Madame la Présidente, Mesdames, Monsieur les membres du Comité,

Pour conclure, les droits fondamentaux des femmes font partie des droits universels de la personne humaine et doivent être reconnus protégés et défendus. Mon pays, l’Algérie est résolument engagée dans la modernité et le progrès, et de manière non-ambiguë afin de réhabiliter la femme dans la plénitude de ses droits. Le partenariat sur un pied d’égalité, entre les hommes et les femmes, est l’objectif ultime de la démarche engagée par l’Etat Algérien et réitérée en toute occasion par ses plus hautes autorités.
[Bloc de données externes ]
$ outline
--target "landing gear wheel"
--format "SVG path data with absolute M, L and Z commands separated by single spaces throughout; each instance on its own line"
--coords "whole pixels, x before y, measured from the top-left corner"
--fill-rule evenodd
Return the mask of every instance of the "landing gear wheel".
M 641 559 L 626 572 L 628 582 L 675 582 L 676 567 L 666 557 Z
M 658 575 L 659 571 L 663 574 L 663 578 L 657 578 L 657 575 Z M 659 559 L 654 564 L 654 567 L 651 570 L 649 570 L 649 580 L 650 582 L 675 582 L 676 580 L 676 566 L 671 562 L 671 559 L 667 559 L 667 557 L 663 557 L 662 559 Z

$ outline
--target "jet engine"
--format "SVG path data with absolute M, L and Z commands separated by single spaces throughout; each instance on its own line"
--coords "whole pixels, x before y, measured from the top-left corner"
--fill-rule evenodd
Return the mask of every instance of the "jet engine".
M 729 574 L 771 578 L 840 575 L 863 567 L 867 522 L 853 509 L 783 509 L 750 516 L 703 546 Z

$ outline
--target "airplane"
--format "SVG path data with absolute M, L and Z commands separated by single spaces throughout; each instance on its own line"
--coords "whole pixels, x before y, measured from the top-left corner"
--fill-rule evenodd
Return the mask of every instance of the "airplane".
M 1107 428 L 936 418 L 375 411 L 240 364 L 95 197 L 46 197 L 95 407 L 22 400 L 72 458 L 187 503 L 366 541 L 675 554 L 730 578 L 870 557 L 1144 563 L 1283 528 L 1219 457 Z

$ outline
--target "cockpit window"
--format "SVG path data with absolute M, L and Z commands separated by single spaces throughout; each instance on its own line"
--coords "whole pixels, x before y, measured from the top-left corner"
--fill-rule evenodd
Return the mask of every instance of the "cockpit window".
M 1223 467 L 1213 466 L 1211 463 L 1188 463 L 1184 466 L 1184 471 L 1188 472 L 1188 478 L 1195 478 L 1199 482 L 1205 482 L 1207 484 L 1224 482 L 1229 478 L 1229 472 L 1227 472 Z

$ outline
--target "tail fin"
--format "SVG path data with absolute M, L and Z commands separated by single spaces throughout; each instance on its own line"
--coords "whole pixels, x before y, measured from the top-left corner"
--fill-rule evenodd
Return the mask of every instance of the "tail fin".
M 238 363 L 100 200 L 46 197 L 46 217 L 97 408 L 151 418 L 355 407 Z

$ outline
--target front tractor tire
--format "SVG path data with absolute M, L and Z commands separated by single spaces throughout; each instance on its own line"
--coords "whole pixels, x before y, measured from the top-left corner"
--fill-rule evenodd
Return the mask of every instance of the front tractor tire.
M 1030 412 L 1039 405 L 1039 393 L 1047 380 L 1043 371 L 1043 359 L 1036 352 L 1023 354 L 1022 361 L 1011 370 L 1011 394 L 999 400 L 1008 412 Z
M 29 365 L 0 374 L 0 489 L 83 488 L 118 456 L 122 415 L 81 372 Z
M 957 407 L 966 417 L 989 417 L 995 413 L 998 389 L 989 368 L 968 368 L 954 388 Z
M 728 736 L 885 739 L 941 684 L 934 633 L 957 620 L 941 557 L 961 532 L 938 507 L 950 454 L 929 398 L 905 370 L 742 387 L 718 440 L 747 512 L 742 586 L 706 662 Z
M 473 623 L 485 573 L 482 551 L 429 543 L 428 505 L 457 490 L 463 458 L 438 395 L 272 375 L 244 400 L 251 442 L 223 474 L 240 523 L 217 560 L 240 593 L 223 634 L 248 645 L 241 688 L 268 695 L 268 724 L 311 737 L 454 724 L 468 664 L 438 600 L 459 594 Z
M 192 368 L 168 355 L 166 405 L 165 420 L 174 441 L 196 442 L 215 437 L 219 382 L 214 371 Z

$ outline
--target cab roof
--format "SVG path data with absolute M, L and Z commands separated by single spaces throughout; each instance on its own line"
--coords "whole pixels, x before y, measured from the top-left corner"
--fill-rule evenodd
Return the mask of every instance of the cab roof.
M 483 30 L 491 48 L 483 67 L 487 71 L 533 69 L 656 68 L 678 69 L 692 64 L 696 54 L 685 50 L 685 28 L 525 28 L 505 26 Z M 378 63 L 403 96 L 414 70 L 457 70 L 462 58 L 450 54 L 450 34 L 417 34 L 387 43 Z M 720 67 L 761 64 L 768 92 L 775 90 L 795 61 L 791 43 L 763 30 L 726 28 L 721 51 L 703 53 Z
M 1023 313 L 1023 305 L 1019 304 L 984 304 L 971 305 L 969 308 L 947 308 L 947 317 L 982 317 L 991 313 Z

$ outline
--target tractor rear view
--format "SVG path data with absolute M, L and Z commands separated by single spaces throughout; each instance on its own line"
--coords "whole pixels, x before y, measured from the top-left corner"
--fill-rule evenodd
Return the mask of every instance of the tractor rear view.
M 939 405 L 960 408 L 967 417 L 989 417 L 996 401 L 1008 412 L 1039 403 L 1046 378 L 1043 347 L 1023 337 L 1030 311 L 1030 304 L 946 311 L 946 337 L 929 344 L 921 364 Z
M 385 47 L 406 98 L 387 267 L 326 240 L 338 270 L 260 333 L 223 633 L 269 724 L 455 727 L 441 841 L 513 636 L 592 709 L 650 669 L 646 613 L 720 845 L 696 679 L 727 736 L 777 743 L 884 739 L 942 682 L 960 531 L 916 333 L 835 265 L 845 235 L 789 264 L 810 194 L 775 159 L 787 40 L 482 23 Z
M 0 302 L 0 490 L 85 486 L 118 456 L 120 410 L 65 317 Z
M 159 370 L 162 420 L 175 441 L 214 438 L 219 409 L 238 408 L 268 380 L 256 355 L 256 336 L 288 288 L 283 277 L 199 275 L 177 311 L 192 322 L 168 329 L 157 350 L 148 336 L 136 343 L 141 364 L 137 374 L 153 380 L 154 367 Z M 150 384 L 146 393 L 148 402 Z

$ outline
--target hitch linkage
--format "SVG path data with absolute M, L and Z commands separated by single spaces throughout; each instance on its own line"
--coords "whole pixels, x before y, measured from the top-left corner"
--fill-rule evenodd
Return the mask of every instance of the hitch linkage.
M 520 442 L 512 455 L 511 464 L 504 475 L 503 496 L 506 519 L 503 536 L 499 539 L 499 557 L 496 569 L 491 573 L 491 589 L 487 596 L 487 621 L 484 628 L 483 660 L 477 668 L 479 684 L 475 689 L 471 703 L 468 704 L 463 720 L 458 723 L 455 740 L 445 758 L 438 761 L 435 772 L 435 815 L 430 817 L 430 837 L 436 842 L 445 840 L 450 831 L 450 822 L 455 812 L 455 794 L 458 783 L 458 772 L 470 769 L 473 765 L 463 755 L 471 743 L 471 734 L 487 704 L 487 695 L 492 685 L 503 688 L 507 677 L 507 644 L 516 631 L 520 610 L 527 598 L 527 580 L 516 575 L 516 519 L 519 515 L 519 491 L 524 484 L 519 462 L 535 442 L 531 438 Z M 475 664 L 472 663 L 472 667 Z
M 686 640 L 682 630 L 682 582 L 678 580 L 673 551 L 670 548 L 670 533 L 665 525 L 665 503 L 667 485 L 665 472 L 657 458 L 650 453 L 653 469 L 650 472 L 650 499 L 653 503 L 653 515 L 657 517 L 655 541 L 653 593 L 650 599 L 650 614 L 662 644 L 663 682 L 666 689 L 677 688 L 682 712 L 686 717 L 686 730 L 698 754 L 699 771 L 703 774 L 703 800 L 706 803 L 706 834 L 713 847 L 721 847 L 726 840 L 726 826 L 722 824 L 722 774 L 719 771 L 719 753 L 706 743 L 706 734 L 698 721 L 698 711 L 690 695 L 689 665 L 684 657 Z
La mise en conformité graduelle de notre législation Nationale, avec les dispositions de la Convention sur l’élimination de toutes les formes de discrimination à l’égard des femmes et de tous les autres instruments internationaux sur les droits de la femme et de l’homme, demeure pour les autorités de mon pays une priorité de premier ordre. Les Algériennes, ne sont pas et ne pensent pas être les bénéficiaires passives d’actions conçues à leur endroit. Elles sont au contraire un puissant vecteur de changement qui doit bénéficier à la société tout entière. La présente présentation est certainement incomplète et n’a pas la prétention de répondre à l’ensemble des préoccupations des membres du comite. Elle constitue un éclairage supplémentaire sur la réalité de la situation de la femme en Algérie et renseigne sur l’effectivité de l’exercice de leur droits en tant que citoyenne. La délégation algérienne sera à l’écoute des membres du comité. Dans les délais qui lui seront impartis, elle apportera les clarifications nécessaires et répondra avec rigueur et franchise aux questions qui lui seront posées. Je vous remercie.